Pioneering human groups braved icy environments to settle northern Europe more than 45,000 years ago. neanderthalScientists said Wednesday.
An international team of researchers has discovered human bones and tools hidden behind huge boulders in a German cave, the oldest traces of Homo sapiens yet discovered in the north.
The discovery could rewrite the history of how this species inhabited Europe and how it came to replace the Neanderthals, who mysteriously went extinct just a few thousand years after humans arrived.
When the two coexisted in Europe, there was a “substitution phenomenon” between the Middle and Upper Paleolithic periods, French paleoanthropologist Jean-Jacques Hublin, who led the new study, told AFP.
Archaeological evidence, including two types of stone tools, was discovered from this period, but it was difficult to determine exactly who made them due to the lack of bones.
Particularly puzzling are tools from the “Lincombian-Ranisian-Jerzmanowician” (LRJ) culture, found in several regions north of the Alps, including Britain and Poland.

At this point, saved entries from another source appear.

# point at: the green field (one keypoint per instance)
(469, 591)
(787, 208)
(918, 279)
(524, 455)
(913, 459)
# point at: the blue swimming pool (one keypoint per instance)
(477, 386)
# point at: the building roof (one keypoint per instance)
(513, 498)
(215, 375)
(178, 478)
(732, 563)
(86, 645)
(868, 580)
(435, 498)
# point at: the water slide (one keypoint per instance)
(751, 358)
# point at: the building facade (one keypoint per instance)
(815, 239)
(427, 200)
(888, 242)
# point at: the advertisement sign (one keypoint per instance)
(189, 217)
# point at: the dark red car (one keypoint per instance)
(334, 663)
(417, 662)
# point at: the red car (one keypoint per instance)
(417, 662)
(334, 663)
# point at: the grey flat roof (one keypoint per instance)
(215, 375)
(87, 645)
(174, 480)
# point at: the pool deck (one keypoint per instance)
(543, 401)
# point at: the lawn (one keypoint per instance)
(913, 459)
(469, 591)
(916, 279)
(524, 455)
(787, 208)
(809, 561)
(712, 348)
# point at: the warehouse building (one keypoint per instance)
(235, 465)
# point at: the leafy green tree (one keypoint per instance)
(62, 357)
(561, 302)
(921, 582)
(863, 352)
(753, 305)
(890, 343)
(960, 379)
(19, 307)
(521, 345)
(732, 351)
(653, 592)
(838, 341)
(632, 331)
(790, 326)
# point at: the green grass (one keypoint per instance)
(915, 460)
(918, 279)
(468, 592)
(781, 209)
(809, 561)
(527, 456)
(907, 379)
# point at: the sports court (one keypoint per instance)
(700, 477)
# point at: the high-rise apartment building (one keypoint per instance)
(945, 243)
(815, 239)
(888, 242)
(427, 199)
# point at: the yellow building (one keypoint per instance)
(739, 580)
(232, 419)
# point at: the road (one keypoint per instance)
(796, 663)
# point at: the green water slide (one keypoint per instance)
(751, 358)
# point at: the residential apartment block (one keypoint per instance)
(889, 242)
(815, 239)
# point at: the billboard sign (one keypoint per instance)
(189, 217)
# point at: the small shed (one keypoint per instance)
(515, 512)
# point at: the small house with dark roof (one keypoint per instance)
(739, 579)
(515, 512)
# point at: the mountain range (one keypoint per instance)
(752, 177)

A site near the town of Ranis in central Germany was the focus of three new studies published in the journal Nature.
The cave was partially excavated in the 1930s, but the team hoped to find more clues during excavations between 2016 and 2022.
Excavations in the 1930s were unable to penetrate nearly six feet of rock blocking the path. But this time, scientists succeeded in removing it by hand.
“We had to go down to 8 meters (26 feet) underground and climb a wall to protect the excavator,” said Hublin, of the Max Planck Institute for Evolutionary Anthropology in Germany.
They were rewarded with leaf-shaped stone blades and thousands of bone fragments seen at other LRJ sites.
“A huge surprise”
The team used a new technique called paleoproteomics, which extracts proteins from fossils, to determine which bones were animal bones and which were human bones.
Through radiocarbon dating and DNA analysis, they determined that the cave contained the remains of 13 humans.
This means that the stone tools in the cave, once thought to have been made by Neanderthals, were actually made by humans as early as 47,500 years ago.
“No human fossils have been found at LRJ before, so this was quite surprising and a reward for our hard work in the field,” said co-author Marcel Weiss.
The fossils date from the period when the first Homo sapiens left Africa for Europe and Asia.
“We have long thought that a huge wave of Homo sapiens swept across Europe and quickly absorbed Neanderthals at the end of the transitional culture about 40,000 years ago,” Hublin said.
But recent discoveries suggest that humans populated the continent earlier than previously assumed, making repeated small-scale journeys.
This means that modern humans have spent much more time living alongside their Neanderthal cousins, who last went extinct in southwestern Europe 40,000 years ago.
This particular group arrived in northern Europe, which was much colder than today and more similar to modern-day Siberia or northern Scandinavia, the researchers said.
They lived in small, mobile groups, stopping only briefly in caves where they ate the meat of reindeer, woolly rhinos, horses, and other animals they caught.
“How did Africans get the idea to head towards these extreme temperatures?” Hublin said.
In any case, he added, humans have proven to have “the technical capabilities and adaptability needed to live in a hostile environment.”
It was previously thought that humans could endure such cold temperatures only after thousands of years.
However, humans have outlived Neanderthals, who have long adapted to the cold.
What exactly happened to Neanderthals remains a mystery. But some have accused them of driving humans to extinction through violence, the spread of disease, or simply interbreeding with humans.